Tight bowling from the South Australian quicks applied the brakes however, before leg spinner Lloyd Pope found both turn and wickets to ensure a change of innings shortly after lunch.

Pope provides hope

From the outset of day two, the Redbacks attack of Worrall, Grant and McAndrew were able to keep the run rate to a manageable level, but unable to find a way to remove either Philippe or Cartwright. Both batters brought up the half centuries in the morning session, and it looked as though the home side would be starting down a first innings total beginning with the number five.

Introduced into the attack as fans prayed for a much-needed breakthrough, Pope delivered. By the time WA declared nine wickets down, the spinner’s name had been inked into the scorebook four times, most importantly beside the names of both set batters in addition to the dangerous Josh Inglis.

Pope finished the innings with figures of 4/92, robbed of the chance to take a fifth when the visitors declared at the fall of the ninth wicket for 465 runs. Extracting turn and bounce from the Karen Rolton Oval surface, Pope could easily have taken more but for some fortunate placement on mistimed strokes from the WA line-up, but he is sure to be pleased with his efforts to bring an end to the first innings.

Classic Carey

Such is the pure talent of Redbacks keeper Alex Carey, his on-field exploits can occasionally be understated as something to be expected, but the catch he took today to give Daniel Worrall his first wicket is one that cannot be casually referenced.

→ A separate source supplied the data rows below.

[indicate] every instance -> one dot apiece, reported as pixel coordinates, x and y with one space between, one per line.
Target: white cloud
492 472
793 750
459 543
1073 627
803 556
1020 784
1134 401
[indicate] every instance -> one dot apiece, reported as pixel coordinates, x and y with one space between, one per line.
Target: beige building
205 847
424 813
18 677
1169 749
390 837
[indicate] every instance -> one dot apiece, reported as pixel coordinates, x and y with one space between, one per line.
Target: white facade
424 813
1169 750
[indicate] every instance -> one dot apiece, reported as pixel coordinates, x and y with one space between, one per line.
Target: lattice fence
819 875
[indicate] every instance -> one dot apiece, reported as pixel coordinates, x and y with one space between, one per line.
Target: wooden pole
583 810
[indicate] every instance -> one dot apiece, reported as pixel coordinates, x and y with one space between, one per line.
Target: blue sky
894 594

When Joel Paris edged the delivery outside off stump, sending the ball flying to Carey’s left, the commentary team immediately knew how special the grab was. The description of ‘an absolute blinder’ perfectly fit the bill as Carey left the ground amidst a horizontal lunge, making the catch after the ball had passed him by. The momentum had already begun swinging towards South Australia throughout the second session, but the clinical way Carey made the grab cemented their charge back into the contest.

Double Debut Delight

Following the heroics of debutant Nathan McAndrew yesterday, fellow first-gamer Jake Carder must have been feeling the pressure to match the effort as he strode to the middle following the dismissal of opener Jake Weatherald. But if the left-hander, yesterday compared to Matthew Elliott by former Redbacks quick Mark Harrity, felt that pressure he certainly didn’t show it.

Joining forces with Henry Hunt at the crease, Carder didn’t try to force anything in the early going, instead giving himself a chance to settle into an innings that his new side needed to be a long and fruitful one. The sixth ball of his maiden innings would have raised a few eyebrows however, as the new recruit leaned on a perfect on-drive that reached the boundary in quick time to mark his first runs in red.

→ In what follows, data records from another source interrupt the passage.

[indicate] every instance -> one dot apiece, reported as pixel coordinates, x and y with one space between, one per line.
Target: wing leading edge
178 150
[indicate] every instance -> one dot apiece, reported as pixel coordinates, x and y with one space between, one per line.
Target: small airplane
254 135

Carder’s debut innings displayed maturity beyond his experience as he left alone everything he didn’t need to play, respected the good deliveries and punished the bad. Fans in attendance were treated to some beautiful cover drives and the occasional full-blooded cut shot as Carder batted through the evening session alongside skipper Travis Head to be 58* at stumps.

It is very early days in his first-class career, but as the old adage goes, you can only take it one day at a time, and Jake Carder’s opening day with the blade representing South Australia was an absolute triumph.